Following the latest debate in the Committee of Common Market Organisation, the measures will be adopted by the Commission in the coming weeks and will apply from January 1, 2021.
Greater transparency will allow different actors to make more informed choices and improve the understanding of price formation and the development of trends along the food chain. It can also support better business decisions, including better management of risk, and improve trust.
“Increasing market transparency is about providing more information, on more products, more often. By doing so, we will give greater balance to the chain and ensure more efficient decision-making,” says Agriculture and Rural Development Commissioner Phil Hogan. “Increasing transparency is also about fairness: we are allowing equal access to price information which will bring greater clarity on how the food supply chain functions.”
“Supplemented by the recently adopted directive banning unfair trading practices, as well as to the improvements to producer organization legislation from 2017, these rules will strengthen the role of farmers in the food supply chain, a key objective for the Commission,” Hogan adds.
A significant amount of information is already available regarding agricultural markets which includes production and consumer prices, volumes of production and trade. There is little information available on markets that operate between farmers and consumers such as food processing or retailing. This creates an asymmetry of information between farmers and other actors of the food supply chain and can put farmers at a significant disadvantage when doing business with others, notes the EC.

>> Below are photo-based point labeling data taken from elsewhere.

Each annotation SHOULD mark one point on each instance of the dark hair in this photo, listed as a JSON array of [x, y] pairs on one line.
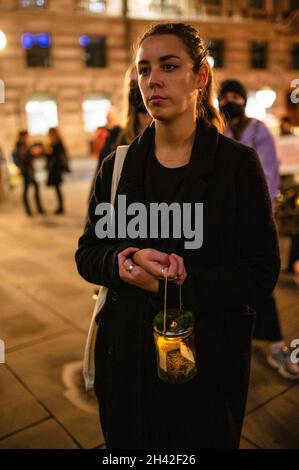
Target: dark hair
[[198, 51]]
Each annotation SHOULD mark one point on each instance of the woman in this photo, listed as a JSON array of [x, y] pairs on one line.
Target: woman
[[57, 164], [180, 157], [23, 156]]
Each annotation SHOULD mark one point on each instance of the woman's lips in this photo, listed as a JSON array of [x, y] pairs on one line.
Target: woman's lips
[[156, 99]]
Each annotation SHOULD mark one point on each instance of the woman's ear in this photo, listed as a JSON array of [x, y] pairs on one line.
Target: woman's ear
[[202, 76]]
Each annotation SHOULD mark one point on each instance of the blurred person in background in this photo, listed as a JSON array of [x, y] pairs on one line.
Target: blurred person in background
[[285, 126], [2, 173], [57, 164], [136, 119], [252, 132], [136, 116], [23, 156], [102, 133]]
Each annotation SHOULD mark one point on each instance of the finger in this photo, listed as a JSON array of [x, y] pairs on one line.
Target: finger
[[122, 255], [172, 270], [180, 262]]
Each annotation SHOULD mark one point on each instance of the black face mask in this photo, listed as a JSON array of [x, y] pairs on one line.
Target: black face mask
[[232, 110], [135, 99]]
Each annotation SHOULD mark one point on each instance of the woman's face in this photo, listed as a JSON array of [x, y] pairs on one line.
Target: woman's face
[[167, 82]]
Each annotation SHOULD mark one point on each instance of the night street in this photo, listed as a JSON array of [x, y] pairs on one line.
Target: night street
[[45, 310]]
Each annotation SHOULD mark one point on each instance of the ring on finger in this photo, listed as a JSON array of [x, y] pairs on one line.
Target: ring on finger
[[130, 268]]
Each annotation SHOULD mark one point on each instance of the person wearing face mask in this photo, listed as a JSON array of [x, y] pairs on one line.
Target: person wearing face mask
[[252, 132]]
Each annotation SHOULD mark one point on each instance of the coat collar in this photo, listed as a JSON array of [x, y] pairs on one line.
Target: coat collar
[[202, 163]]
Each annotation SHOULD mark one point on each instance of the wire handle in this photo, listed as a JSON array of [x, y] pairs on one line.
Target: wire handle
[[165, 304]]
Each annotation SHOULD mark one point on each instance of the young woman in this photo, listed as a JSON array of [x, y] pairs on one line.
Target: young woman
[[181, 157]]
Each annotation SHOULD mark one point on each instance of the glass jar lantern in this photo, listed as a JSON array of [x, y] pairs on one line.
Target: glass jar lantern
[[174, 342]]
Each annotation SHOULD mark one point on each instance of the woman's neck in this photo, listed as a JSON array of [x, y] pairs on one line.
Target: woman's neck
[[174, 141], [144, 120]]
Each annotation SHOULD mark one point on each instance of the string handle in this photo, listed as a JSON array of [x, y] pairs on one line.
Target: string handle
[[165, 304]]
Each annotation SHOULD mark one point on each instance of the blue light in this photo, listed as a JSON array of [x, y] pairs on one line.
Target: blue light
[[27, 40], [84, 41], [43, 40]]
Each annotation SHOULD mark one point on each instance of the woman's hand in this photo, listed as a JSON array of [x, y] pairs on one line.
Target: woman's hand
[[134, 274], [160, 264]]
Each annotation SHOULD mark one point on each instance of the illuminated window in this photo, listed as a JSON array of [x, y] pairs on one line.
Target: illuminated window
[[93, 6], [38, 49], [94, 48], [33, 3], [259, 55], [217, 52], [95, 107], [295, 56], [41, 110], [256, 4]]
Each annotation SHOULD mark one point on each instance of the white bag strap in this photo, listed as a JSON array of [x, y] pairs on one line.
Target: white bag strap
[[120, 156], [88, 360]]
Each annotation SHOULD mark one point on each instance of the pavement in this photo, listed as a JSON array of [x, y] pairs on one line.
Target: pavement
[[45, 310]]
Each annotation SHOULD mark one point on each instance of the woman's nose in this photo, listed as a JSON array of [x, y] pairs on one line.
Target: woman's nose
[[155, 78]]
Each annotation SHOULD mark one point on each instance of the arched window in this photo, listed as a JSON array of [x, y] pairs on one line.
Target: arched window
[[41, 110], [95, 107]]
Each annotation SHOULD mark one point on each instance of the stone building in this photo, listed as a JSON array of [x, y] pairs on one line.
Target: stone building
[[65, 60]]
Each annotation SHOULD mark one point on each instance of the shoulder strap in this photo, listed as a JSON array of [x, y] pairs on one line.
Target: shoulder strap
[[120, 156]]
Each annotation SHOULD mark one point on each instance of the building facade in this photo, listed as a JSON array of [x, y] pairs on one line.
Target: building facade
[[65, 60]]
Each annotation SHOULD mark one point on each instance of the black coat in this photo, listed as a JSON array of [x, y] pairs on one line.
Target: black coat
[[237, 265]]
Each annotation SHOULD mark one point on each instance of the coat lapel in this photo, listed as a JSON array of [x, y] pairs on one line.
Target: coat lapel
[[136, 185]]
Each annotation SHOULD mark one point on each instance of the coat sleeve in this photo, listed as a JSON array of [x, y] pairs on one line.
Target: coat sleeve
[[254, 271], [97, 258]]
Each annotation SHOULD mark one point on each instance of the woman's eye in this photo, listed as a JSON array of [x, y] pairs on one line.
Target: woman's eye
[[169, 67], [143, 71]]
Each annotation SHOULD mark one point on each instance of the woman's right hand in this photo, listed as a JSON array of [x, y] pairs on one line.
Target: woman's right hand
[[160, 264], [134, 274]]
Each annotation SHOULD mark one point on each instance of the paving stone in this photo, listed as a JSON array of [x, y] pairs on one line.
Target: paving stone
[[18, 408], [245, 444], [276, 424], [265, 383], [56, 365], [46, 435], [24, 320]]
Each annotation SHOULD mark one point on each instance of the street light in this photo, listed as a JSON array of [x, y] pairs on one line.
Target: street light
[[3, 40], [266, 97]]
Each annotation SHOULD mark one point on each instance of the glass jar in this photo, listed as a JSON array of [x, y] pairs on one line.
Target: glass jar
[[175, 349]]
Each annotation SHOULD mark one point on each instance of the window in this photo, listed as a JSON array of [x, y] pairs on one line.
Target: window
[[256, 4], [217, 52], [295, 56], [37, 48], [95, 107], [41, 110], [294, 4], [213, 2], [94, 48], [259, 55], [33, 3], [93, 6]]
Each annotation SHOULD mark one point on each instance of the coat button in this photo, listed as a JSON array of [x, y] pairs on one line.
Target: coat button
[[114, 296]]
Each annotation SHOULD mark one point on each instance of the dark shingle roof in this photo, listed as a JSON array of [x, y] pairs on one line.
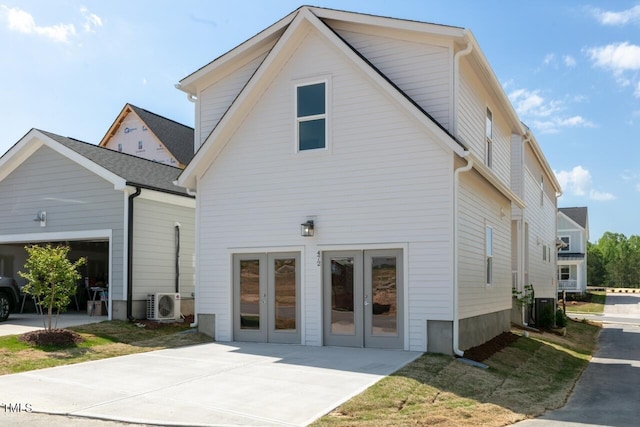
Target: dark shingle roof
[[178, 138], [577, 214], [134, 170]]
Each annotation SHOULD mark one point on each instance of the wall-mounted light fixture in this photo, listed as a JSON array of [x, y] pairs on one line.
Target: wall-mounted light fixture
[[306, 229], [41, 217]]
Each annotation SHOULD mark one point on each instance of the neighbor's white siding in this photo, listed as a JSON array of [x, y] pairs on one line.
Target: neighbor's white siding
[[480, 205], [74, 198], [216, 99], [382, 181], [540, 214], [154, 248], [422, 70]]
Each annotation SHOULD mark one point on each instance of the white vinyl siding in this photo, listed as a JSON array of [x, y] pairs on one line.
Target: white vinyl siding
[[480, 207], [421, 70], [74, 198], [217, 98], [471, 126], [383, 181], [154, 248]]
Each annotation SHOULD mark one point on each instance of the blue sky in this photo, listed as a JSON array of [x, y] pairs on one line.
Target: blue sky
[[570, 68]]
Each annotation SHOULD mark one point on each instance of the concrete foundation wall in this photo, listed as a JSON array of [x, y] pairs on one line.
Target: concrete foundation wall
[[480, 329], [440, 336], [207, 324]]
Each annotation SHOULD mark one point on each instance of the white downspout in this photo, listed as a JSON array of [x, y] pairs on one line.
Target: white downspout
[[456, 80], [456, 179], [456, 322]]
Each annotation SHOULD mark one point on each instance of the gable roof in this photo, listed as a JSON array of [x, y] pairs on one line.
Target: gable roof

The collection of data will rely on systems and procedures already in place, used by operators and member states to report market information to the Commission. Each member state will be responsible for the collection of price and market data.
Representative prices will be reported to achieve cost-effectiveness and to limit the administrative burden.
Member states will submit the data to the Commission, who will then make the information available on its agri-food data portal and EU market observatories.
An EU-wide opinion poll published in February 2018 also showed that a great majority of respondents (88 percent) considers that strengthening farmers role in the food supply chain is important. Previously, 96 percent of the respondents to the 2017 public consultation on the modernization of the CAP agreed with the proposition that improving farmers position in the value chain should be an objective of the EUs Common Agricultural Policy.